Implement Hasura Actions for updating AlertManager configs and validating Credential/Exporter configurations

[nickbp]

Had a meeting yesterday with @MatApple where he mentioned Hasura Actions: https://hasura.io/docs/1.0/graphql/core/actions/index.html

We might be able to add use them to embed validation at the point when data is submitted to GraphQL. For example, there's additional sanity checks for Credentials and Exporter configurations in the Go code - such as raising an error if the user tries to assign a GCP credential to a CloudWatch (AWS) exporter. But these sanity checks currently aren't run if the data is submitted directly to GraphQL, skipping the Go HTTP API. If we can embed them in the GraphQL layer, then the UI for example could reuse the same validation without needing to reimplement it in TypeScript.

Relates to: #310 (credentials/exporters epic), #314 (go API implementation issue)

[nickbp]

Something pointed out in the above issue is that it will likely be tricky for the UI to invoke the Go APIs, because they do not have access to the auth tokens that an end user is expected to use with curl commands. Given this, it'd be way easier for the UI to just talk to Hasura/graphql directly. Hence why we'd want Hasura to implement any config validation via actions if possible.

Figuring out whether this is feasible should be done soon to avoid blocking the UI on knowing what API to call. Assuming it works, the actual implementation of the validation isn't blocking, assuming that adding it would be transparent to the UI (and other graphql clients).

[nickbp]

It looks like this should be pretty straightforward to do and the Hasura docs specifically call out the idea of running validation before an insert/update is performed.

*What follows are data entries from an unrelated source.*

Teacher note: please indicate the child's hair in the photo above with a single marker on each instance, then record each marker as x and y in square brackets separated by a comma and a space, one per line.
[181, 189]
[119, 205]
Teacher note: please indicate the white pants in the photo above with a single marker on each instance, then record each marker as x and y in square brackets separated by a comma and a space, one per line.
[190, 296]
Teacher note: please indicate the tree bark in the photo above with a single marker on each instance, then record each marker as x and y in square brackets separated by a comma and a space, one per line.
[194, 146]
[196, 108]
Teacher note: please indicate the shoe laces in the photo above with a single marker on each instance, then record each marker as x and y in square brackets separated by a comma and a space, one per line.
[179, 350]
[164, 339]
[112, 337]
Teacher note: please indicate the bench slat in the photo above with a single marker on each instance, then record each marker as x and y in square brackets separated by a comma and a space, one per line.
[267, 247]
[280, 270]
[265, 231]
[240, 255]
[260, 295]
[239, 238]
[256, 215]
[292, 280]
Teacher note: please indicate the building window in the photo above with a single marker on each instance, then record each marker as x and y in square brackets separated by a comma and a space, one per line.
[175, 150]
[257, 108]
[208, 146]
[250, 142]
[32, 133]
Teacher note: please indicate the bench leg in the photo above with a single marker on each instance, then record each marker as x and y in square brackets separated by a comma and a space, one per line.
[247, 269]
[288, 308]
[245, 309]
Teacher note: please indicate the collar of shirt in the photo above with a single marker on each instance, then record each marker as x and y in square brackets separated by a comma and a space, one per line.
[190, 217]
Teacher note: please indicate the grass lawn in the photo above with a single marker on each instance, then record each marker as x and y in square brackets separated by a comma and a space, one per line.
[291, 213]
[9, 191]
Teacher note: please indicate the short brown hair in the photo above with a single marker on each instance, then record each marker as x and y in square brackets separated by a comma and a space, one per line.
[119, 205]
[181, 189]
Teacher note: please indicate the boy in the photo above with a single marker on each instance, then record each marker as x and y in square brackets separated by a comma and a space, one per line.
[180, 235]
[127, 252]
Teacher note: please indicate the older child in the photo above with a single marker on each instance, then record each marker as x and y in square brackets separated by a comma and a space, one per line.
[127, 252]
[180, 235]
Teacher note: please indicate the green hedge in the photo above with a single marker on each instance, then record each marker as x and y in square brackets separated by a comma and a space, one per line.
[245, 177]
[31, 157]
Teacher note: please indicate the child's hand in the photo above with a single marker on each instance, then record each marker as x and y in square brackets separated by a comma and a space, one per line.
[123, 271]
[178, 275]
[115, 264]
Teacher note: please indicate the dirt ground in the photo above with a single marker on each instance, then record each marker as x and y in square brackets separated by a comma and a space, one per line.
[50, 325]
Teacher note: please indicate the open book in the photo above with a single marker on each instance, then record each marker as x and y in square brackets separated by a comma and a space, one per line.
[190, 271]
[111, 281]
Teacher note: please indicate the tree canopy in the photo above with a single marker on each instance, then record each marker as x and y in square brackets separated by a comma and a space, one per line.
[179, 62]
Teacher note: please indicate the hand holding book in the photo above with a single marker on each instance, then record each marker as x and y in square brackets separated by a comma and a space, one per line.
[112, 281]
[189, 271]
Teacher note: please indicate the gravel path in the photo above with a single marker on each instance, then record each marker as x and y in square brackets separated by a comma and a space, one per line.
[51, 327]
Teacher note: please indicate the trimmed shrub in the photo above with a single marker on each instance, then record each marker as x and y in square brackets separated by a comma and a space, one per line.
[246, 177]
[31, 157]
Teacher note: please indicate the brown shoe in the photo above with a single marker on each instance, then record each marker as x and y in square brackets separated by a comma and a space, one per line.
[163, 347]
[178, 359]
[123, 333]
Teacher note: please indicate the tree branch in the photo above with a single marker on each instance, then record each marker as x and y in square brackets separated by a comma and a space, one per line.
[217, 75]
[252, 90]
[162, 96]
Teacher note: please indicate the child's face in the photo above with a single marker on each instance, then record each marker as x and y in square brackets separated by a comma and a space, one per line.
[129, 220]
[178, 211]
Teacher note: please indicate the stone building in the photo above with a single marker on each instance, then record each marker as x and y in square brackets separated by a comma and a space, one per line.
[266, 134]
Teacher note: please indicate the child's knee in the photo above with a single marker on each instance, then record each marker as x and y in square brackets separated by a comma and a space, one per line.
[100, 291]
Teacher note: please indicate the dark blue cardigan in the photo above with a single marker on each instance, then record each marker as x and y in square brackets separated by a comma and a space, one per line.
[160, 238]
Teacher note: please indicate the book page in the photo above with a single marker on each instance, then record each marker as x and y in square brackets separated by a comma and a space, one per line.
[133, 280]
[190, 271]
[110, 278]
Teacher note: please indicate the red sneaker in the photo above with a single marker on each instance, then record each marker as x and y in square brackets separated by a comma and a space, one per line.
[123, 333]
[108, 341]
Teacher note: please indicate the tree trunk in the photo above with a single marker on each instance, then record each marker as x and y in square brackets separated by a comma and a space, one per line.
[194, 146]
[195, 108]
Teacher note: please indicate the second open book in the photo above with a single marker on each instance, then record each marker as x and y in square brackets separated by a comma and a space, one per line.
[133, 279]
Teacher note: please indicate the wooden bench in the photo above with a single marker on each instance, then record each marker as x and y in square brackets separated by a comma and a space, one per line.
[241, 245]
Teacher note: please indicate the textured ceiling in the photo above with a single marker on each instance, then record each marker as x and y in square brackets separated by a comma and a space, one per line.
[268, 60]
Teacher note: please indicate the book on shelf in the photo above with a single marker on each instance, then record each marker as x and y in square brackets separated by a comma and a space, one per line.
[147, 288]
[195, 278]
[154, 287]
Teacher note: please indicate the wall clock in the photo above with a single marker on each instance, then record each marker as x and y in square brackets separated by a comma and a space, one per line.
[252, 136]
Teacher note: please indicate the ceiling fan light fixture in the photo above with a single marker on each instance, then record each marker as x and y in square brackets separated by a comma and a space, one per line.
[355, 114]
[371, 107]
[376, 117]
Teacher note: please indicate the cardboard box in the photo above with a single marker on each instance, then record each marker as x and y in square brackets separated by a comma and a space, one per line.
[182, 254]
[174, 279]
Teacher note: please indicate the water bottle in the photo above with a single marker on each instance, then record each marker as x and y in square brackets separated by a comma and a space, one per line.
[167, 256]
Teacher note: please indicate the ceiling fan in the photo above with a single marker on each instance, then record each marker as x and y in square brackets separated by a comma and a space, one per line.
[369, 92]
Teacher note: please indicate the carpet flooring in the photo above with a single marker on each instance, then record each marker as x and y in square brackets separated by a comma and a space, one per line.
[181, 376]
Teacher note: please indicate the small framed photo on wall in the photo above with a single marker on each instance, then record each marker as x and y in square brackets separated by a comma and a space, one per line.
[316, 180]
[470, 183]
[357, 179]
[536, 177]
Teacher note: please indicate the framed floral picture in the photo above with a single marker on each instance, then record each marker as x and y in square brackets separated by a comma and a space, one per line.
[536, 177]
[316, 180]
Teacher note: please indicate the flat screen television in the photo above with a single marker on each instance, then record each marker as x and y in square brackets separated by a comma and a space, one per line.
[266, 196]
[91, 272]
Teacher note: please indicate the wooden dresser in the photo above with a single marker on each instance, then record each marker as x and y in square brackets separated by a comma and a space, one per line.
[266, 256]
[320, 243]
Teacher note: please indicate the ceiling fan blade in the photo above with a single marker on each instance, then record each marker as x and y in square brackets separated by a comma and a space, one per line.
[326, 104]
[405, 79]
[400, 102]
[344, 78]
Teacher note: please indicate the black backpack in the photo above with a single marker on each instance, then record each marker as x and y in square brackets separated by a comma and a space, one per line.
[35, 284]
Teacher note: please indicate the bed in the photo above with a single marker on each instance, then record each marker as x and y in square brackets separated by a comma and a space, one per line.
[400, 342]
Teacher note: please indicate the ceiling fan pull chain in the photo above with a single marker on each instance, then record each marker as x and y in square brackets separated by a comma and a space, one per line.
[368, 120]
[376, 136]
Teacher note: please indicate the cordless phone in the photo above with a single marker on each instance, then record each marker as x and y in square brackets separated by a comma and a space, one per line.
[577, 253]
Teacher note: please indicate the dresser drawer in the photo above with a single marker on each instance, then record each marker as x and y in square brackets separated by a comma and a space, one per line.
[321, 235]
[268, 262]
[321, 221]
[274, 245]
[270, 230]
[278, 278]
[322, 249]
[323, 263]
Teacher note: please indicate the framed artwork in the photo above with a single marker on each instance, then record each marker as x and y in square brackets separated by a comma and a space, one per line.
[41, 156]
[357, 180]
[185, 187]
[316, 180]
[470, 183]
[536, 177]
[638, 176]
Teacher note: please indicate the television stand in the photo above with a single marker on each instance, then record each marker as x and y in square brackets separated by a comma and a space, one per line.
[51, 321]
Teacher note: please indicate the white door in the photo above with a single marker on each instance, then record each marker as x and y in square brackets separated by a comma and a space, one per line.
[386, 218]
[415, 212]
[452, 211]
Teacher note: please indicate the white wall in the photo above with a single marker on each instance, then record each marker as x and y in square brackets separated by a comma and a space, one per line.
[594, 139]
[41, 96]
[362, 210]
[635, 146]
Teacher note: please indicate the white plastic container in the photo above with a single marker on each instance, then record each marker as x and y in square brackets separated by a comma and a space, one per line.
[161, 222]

I still need to look a bit more into the following details:

• Making sure that the Create[Credentials|Exporters] calls will work. I haven't seen any examples of an action that accepts an array of items, which is what Create[Credentials|Exporters] each expect. This should just be an issue of making sure the Action schema as defined by Hasura works. Should be fine, and I may have solved this already, but there's some risk and I won't know for sure until I've tried exercising the action.
• Making sure that the insert or update is actually performed after the validation passes. The Hasura docs have been a bit contradictory on this. However there's an examples repo that may provide clear guidance on this.

Refs:

• Docs describes actions that derive existing mutations, skips detail on how the mutation will still occur: https://hasura.io/docs/1.0/graphql/core/actions/derive.html
• Separate doc around validation implies that the action needs to go back to hasura to do the insert? But then how do we avoid an infinite loop? This doesn't match up with other docs that make it sound like the insert/update would happen automatically: https://hasura.io/docs/1.0/graphql/core/schema/data-validations.html#using-hasura-actions
• Examples repo containing self-contained examples of validating actions, can play around with these and check how the flow actually works: https://github.com/hasura/hasura-actions-examples/tree/master/data-validations

[nickbp]

Just had a discussion with Nahum about doing a similar thing, using Hasura Actions fetching and storing alertmanager configs from the UI (#380). In that case, no follow-up calls to Postgres are needed, as the call would just be a wrapper around an existing Opstrace API. Given this it would be a good starting point to get the alertmanager calls working first, and then I can come back to the this credentials/exporters case where the data needs to also be written to Postgres.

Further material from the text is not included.